MacArthur Foundation Grant Awarded To UW Native American Law Center For Tribal Youth Justice Program

Picture of Ron  Whitener

Professor Ron Whitener - UW Native American Law Center

The John D. and Catherine T. MacArthur Foundation has just announced a $225,000 grant award to the University of Washington’s Native American Law Center, which will fund the Center’s ground-breaking new program to help Tribal communities develop strategies to address the needs of Native American children in state and Tribal juvenile justice systems. The program and grant were conceived and will be managed by Professor Ron Whitener, a Director of the University’s Native American Law Center. Professor Whitener is Assistant Professor of Law and the Director of the Tribal Court Criminal Defense Clinic at the University, is Of Counsel to the law firm of Foster Pepper PLLC in Seattle, and serves as Chief Judge for the Confederated Tribes of the Chehalis.

The MacArthur Foundation is an international organization that supports creative people and effective institutions committed to building a more just, verdant, and peaceful world. In addition to selecting the MacArthur Fellows, the Foundation works to defend human rights, advance global conservation and security, make cities better places, and understand how technology is affecting children and society.
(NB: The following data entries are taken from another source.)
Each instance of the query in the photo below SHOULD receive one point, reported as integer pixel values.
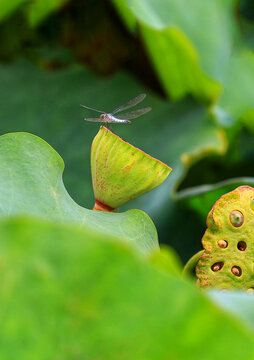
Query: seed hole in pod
(236, 218)
(252, 203)
(217, 266)
(236, 270)
(223, 244)
(242, 246)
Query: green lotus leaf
(122, 172)
(228, 259)
(31, 183)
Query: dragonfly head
(103, 117)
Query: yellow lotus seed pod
(228, 257)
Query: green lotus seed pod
(228, 258)
(122, 172)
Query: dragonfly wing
(92, 119)
(87, 107)
(130, 103)
(134, 114)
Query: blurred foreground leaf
(40, 9)
(66, 293)
(9, 6)
(31, 183)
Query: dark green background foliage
(195, 61)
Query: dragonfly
(115, 117)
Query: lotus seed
(236, 218)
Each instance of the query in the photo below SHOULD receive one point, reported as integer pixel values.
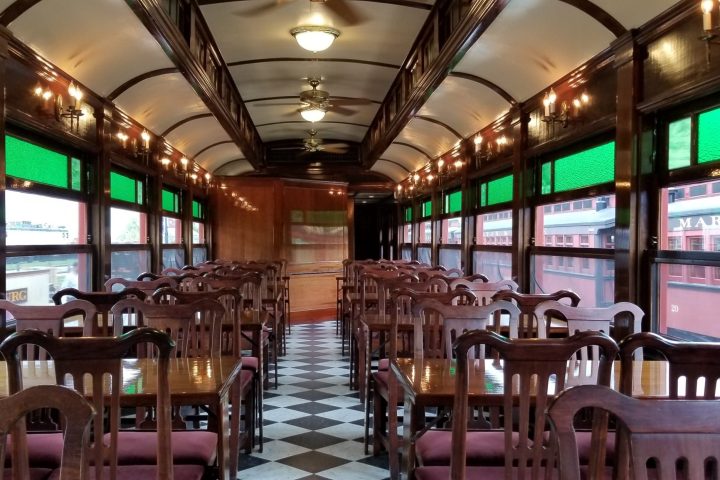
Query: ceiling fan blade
(345, 11)
(342, 110)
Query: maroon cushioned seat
(44, 449)
(484, 447)
(193, 447)
(145, 472)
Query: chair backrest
(195, 328)
(667, 439)
(103, 302)
(454, 320)
(146, 286)
(90, 363)
(693, 367)
(229, 298)
(527, 302)
(530, 367)
(483, 289)
(591, 318)
(76, 414)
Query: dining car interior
(359, 239)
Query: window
(52, 218)
(129, 236)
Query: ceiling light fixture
(315, 38)
(313, 113)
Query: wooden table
(430, 382)
(193, 381)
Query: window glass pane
(494, 228)
(127, 226)
(593, 279)
(171, 230)
(125, 188)
(594, 221)
(500, 190)
(453, 202)
(708, 140)
(494, 265)
(687, 301)
(425, 232)
(129, 264)
(40, 220)
(679, 143)
(199, 255)
(198, 232)
(425, 255)
(583, 169)
(170, 201)
(450, 257)
(173, 258)
(32, 162)
(32, 280)
(690, 223)
(198, 210)
(452, 231)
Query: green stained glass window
(453, 202)
(170, 201)
(126, 189)
(679, 143)
(198, 209)
(408, 214)
(500, 190)
(583, 169)
(708, 139)
(31, 162)
(426, 210)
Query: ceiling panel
(429, 137)
(191, 137)
(549, 38)
(160, 102)
(216, 156)
(75, 36)
(465, 105)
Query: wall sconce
(73, 112)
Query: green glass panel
(408, 214)
(679, 143)
(123, 188)
(708, 139)
(37, 164)
(590, 167)
(500, 190)
(170, 201)
(453, 202)
(198, 210)
(546, 180)
(427, 208)
(75, 174)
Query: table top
(198, 380)
(432, 380)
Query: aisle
(313, 422)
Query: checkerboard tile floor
(313, 421)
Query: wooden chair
(482, 289)
(666, 439)
(102, 301)
(76, 414)
(527, 302)
(96, 359)
(532, 370)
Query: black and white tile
(313, 422)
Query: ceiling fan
(313, 144)
(342, 8)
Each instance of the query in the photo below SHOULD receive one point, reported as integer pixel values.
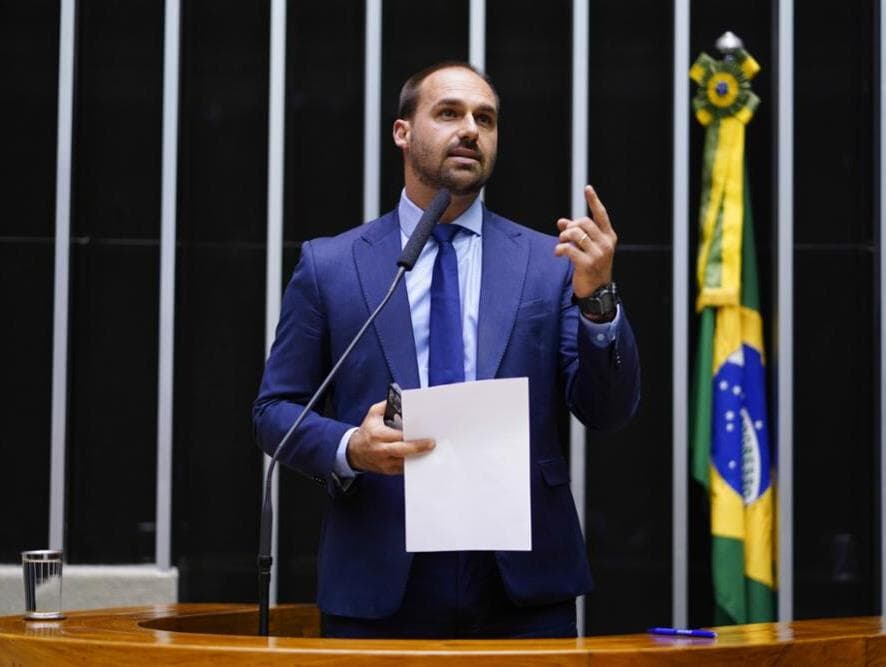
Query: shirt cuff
(341, 467)
(602, 333)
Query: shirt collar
(409, 212)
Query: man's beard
(438, 176)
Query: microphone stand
(265, 559)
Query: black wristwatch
(602, 303)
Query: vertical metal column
(881, 194)
(785, 309)
(169, 169)
(477, 34)
(579, 178)
(67, 28)
(680, 314)
(274, 268)
(372, 112)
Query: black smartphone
(393, 411)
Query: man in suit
(527, 305)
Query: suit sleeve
(297, 364)
(602, 383)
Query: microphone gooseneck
(408, 257)
(423, 229)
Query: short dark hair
(409, 93)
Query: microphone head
(423, 229)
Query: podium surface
(224, 634)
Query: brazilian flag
(730, 450)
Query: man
(517, 299)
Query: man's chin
(464, 183)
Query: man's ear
(402, 129)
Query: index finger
(598, 211)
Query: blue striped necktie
(446, 353)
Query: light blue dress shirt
(469, 250)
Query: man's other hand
(375, 447)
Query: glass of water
(42, 570)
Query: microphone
(408, 257)
(423, 229)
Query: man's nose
(469, 128)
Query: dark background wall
(220, 275)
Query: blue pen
(683, 632)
AALS Honors Professor Ron Whitener

Picture of Ron  Whitener

The Association of American Law Schools has selected Professor Ron Whitener as the 2009 recipient of the M. Shanara Gilbert “Emerging Clinician” award for excellence in clinical legal education. Professor Whitener is Assistant Professor of Law and the Director of the Tribal Court Criminal Defense Clinic at University of Washington School of Law, is Of Counsel to the law firm of Foster Pepper PLLC in Seattle, and serves as Chief Judge for the Confederated Tribes of the Chehalis.

The AALS award announcement states:

Through the Tribal Court Criminal Defense Clinic, Ron Whitener has made access to justice a reality for countless clients and has helped to train a new generation of advocates for American Indians. For many American Indians, the Tribal Court Criminal Defense Clinic is the only source of representation for those facing criminal charges because tribal courts are not required by law to provide legal representation. Professor Whitener saw this pressing need, started this clinic, and has helped to expand its reach through fundraising. In addition, Professor Whitener has helped to build the clinical program at University of Washington and has been a resource to other clinical programs. Professor Whitener also is an engaged scholar, authoring or co-authoring three journal articles focused on legal and health issues affecting American Indians.


Professor Whitener is actively involved in American Indian legal issues. He began his career as Legal Counsel to the Squaxin Island Tribe, of which he is a member, and he has done lay advocate and other legal training for nearly a dozen other tribes in addition to direct representation of clients. He frequently speaks about treaty rights, tribal jurisdiction, and other legal issues affecting American Indians. He has also promoted international clinical legal education efforts through his collaboration with the Afghan Legal Educators Program, a program of the Asian Law Center at the University of Washington. Afghan law faculty participating in that program visited tribal courts and attended meetings with faculty and students in the Tribal Court Public Defense Clinic.


The M. Shanara Gilbert Award will be presented at the Conference on Clinical Legal Education at a special ceremony on Friday, May 8, at 9:00 a.m., in Cleveland, Ohio. We look forward to seeing you in Cleveland and honoring Professor Whitener for his creativity in addressing a pressing legal need for an underserved community and his outstanding contributions to clinical legal education.